“Mhm,” Evie mumbled, smiling at her work.
The rarest and most expensive jewel she’d thought to be a rumor. It made sense why many didn’t believe they existed if they were hiding here in the Greywood. “Remarkable,” was all Orelia could think to say.
“I know you are. Now, let’s get you dressed!”
Orelia eagerly followed the pixie into a stony alcove that looked as if it had been frozen mid-destruction.
“We haven’t had a visitor in a long time, but I can make you something out of this,” Evie said as she picked through a few pieces of thin linen dyed in various natural shades of green. “Take your clothes off.”
She said the words so casually that Orelia found herself not being embarrassed at the request. The version of her that tried to hide herself under long skirts and sleeved shirts back home to avoid attention in the brothel didn’t have to worry about such things deep in the forest.
Orelia set her boots and socks by her pack before slipping out of her shirt and pants. The stones were cool on her bare feet as she peeked out from the alcove.
Evie glanced at her. “All of it.”
Orelia instinctively covered her breasts, but the urge to conceal herself quickly vanished, as there was no reason to be shy in nature’s sanctuary. She removed all her undergarments and stood naked in the glow of the dying sun.
Evie constructed a garment of linen, woven grasses, and leaves, wrapping them around Orelia’s body. The leaves were smooth on her skin, somehow still alive despite having been plucked from the ground.
A necklace made of tiny white bones and small bird skulls clinked together as Evie looped it over Orelia’s head. “For good luck,” the pixie said with a grin.
When she was finished, Evie motioned to a standing mirror with a giant diagonal crack in the glass. “What do you think?”
Orelia padded over to the mirror, and her mouth fell open. Evie had wound the vines to sit with the natural curve of her waist. The linen crisscrossed her breasts and wrapped around her ample hips, leaving her sides exposed. The leaf-and-linen skirt stopped just below her buttocks with leaves dangling at varying heights, brushing the middle of her thighs that had become toned and strong.
The pixie added two twisted vine bands around her upper arms, each holding a fire opal the size of a bruno egg. Her skin was practically glowing from the cosmetics and the days in the sun, and her hair was adorned in such beauty, emphasizing the loose waves of her deep auburn hair that fell just past her shoulders. “Evie . . .this is . . .”
The pixie sat on her shoulder and smiled at Orelia in the mirror. “Just bringing out your natural beauty.”
Orelia beamed, looking at Evie in the mirror. “Thank you. I’ve never met someone as kind-hearted and lovely as you.”
Evie waved her off. “Ah, it’s nothing.”
She’d never felt so beautiful in such exposing clothing. Orelia lifted the hem of the short skirt. “I’ve always wanted to dress more feminine like this. But where I come from, this attire attracts unwanted attention.”
Evie frowned. “You don’t like attention?”
Orelia’s fingers trailed down the strips of fabric covering her breasts. “I do. I mean, who doesn’t? But I used to work in a brothel, and when you dress in a certain way you invite certain types of people who think they can do whatever they want to your body just because of what you’re wearing.”
The pixie set her chin in her palm, perfectly content atop Orelia’s shoulder. “What’s a brothel?”
Her throat went tight. “A place you don’t want to find yourself in.”
The pixie tilted her head, curious, but she didn’t ask Orelia to elaborate. “Well, we don’t do things like that here.
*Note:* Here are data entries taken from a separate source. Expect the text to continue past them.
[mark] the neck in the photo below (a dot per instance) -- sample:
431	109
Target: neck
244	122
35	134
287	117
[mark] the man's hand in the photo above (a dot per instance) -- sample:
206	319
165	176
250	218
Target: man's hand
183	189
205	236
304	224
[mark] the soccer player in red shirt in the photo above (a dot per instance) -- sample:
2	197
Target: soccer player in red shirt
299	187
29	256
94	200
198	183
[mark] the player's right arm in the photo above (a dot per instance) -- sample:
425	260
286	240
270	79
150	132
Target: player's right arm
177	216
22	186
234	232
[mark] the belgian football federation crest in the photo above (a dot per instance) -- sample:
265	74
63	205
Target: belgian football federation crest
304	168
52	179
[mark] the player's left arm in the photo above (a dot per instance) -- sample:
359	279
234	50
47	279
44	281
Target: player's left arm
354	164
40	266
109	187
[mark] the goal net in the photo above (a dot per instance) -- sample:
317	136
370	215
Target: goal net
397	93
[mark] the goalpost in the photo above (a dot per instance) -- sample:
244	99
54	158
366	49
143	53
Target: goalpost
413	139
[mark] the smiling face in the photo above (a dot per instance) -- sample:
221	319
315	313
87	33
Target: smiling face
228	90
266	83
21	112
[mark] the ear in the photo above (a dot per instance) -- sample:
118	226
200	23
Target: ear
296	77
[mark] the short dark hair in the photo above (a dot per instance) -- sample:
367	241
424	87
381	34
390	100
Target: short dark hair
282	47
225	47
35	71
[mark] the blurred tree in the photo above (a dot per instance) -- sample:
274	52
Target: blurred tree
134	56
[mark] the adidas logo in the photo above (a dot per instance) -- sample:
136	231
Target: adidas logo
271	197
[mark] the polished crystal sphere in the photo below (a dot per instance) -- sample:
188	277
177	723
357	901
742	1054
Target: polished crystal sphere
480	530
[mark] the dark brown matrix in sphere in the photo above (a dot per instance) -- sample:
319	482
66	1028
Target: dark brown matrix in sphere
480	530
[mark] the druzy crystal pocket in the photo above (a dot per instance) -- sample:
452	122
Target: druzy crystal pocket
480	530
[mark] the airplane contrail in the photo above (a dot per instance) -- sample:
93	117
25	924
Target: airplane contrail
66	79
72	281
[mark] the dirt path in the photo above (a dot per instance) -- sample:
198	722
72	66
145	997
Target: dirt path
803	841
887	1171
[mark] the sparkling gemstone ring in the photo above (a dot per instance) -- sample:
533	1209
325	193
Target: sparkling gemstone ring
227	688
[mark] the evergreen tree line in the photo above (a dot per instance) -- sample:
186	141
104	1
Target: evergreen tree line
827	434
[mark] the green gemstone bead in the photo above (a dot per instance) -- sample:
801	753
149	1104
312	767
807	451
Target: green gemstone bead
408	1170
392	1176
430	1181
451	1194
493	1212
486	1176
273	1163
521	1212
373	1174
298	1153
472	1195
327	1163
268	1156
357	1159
Our bodies are a symbol of nature’s power, but power that must be given freely. No one should have a say in what happens to your body but you.”
Orelia’s smile was split in the cracked mirror. Her words came out soft. “I wish the rest of the world thought the way you and I do.”
Evie fluttered off her shoulder and hovered in front of her. Her tiny brows furrowed. “What’s wrong?”
She wasn’t sure what had made her so emotional to make tears burn behind her eyes. “I just want the world to be kinder. I don’t want kindness to be seen as a weakness, but a strength.”
Evie lifted a few of Orelia’s fingers and squeezed them. “Then we will make it kinder, despite the people in these ‘brothels,’ or the fae outside, or anything or anyone else. You arestrong, Orelia. I can sense it.”
She smiled, a tear slipping free.
Evie looked up at the sliver of sky visible through the broken ceiling and grinned. The dark moon had begun its climb, a smaller lavender moon moving in tandem with the larger white one, creating an eclipse. They would move in sync across the sky all night, leaving only a sliver of amethyst light to guide the way. “That’s why we call her ‘Mother’ Moon,” Evie said with reverence in her voice. “Because it is women who know best how to brave the darkness.”
Orelia wiped away another tear. “I’d hug you, but I’m afraid I’d squish you.”